Saturday, May 23, 2020

Homily for Easter 7 - May 24, 2020

Homily for May 24, 2020
Seventh Sunday of Easter
Not of This World

            GK Chesterton once said, “When you choose anything, you reject everything else.” There are certain choices that are all-or-nothing. When John decides to marry Suzie, that means he can’t marry Lisa or Janet or Anne. Or imagine if a professional athlete says, “I know I play baseball, but I also want to play lacrosse this season, so I’m only going to make it to half of the games of each.” The coaches won’t be too happy!
            Likewise, Jesus makes a clear distinction between being His follower and being “of the world”. He says in today’s Gospel, “I do not pray for the world but for the ones you have given me.” He goes on to say that we are “in the world” but clearly not part of the world.
            What does He mean? Well, what does the world value?

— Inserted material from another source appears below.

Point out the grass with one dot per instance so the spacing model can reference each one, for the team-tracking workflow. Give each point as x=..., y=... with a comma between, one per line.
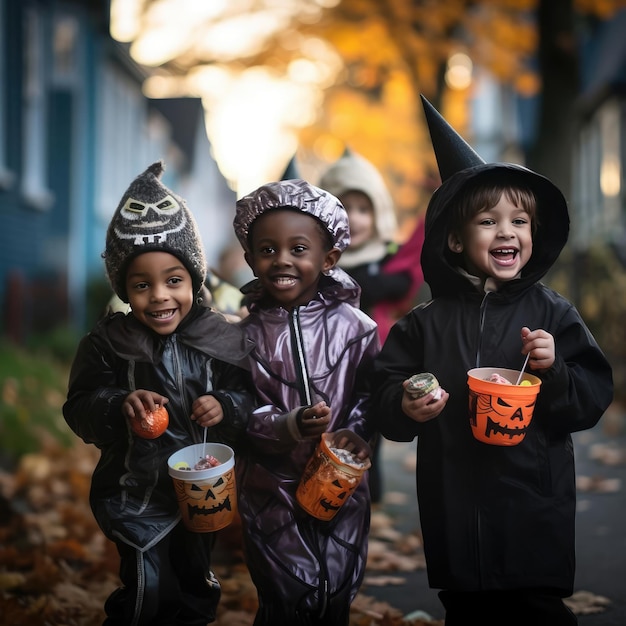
x=33, y=387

Money, pleasure, popularity, success, good looks, getting lots of Instagram likes. Some may say, “Oh, but these things aren’t bad in themselves.” Perhaps, but how can one pursue Heaven and this world at the same time? Eventually you will have to choose.
            One may try to pursue both money and Heaven, but Jesus says “you cannot serve both God and mammon.” If one seeks after success and Heaven, Jesus would respond, “Seek first God’s kingdom and His righteousness, and all these things will be given to you as well.” If someone desires pleasure and Heaven, they must hear the words of St. Paul in today’s second reading: “Rejoice to the extent that you share in the sufferings of Christ.” All of us will eventually have to choose – will you serve this world, or make it your aim to pursue Heaven alone? A Christian cannot straddle the issue! Christ, or the world!
            A young man once asked me if it was a sin to work out for three hours each day. I just asked him in response how much he prayed. It was less than ten minutes per day! Our bodies, our money, our success will all rot in our graves – but as disciples we are not living for those things, but for Heaven alone.
            So what should we seek? Jesus tells us in the Gospel: “I glorified You on earth
by accomplishing the work that You gave Me to do.” We should seek to do the will of God at every moment. In fact, St. Alphonsus Liguori said, “It would be the greatest delight of the angels to pile up sand on the seashore or to pull weeds in a garden for all eternity, if they found out such was God’s will.”
            Doing God’s will means that we do our daily duties to the best of our abilities. If we are parents, we love our children – if we are children, we obey our parents. If we are students, we study hard for the glory of God – if we are employees, we work, not just to make money, but to serve and sacrifice for the Lord. We use our time wisely, we set our thoughts on what is above, we offer our daily sufferings to Christ.
            St. Benedict is a man who realized the emptiness of living for the world. He was born to a noble family just outside of Rome in the late 400s. He studied in Rome for many years. But as he grew through his teen years in the heart of Rome, he became more and more disillusioned with the lives of his compatriots. He was disgusted with the political intrigue, the lust, and the greed of both his classmates and the leading men of Rome. His teachers were corrupt, and his classmates were worldly men. It just struck Benedict as so shallow and meaningless – why live in such chaos? Why pursue such useless goals as pleasure and money?
            So Benedict, horrified by the situation, sought God by fleeing from the world. He first went to a cave in the mountains, and lived there for several years, seeking God first. Eventually his reputation of holiness attracted others, and he began a monastery. He ended up founding over a dozen monasteries, and is called the Father of Western Monasticism. In fleeing the world, he found the peace he was looking for – the peace of a rightly-ordered life in God.
            We might not be able to physically flee the world. After all, many of us work secular jobs and go to public school. But we can live a life that is not steeped in worldly things. We can choose our TV and internet viewing wisely, only selecting that which glorifies God. We can avoid those people who we know will only force us to speak of worldly things. We can spend our time on holy pursuits, instead of wasting time. We can turn our homes and our lives into sanctuaries where God is loved and praised.
            We must live in the world, but we are not of the world.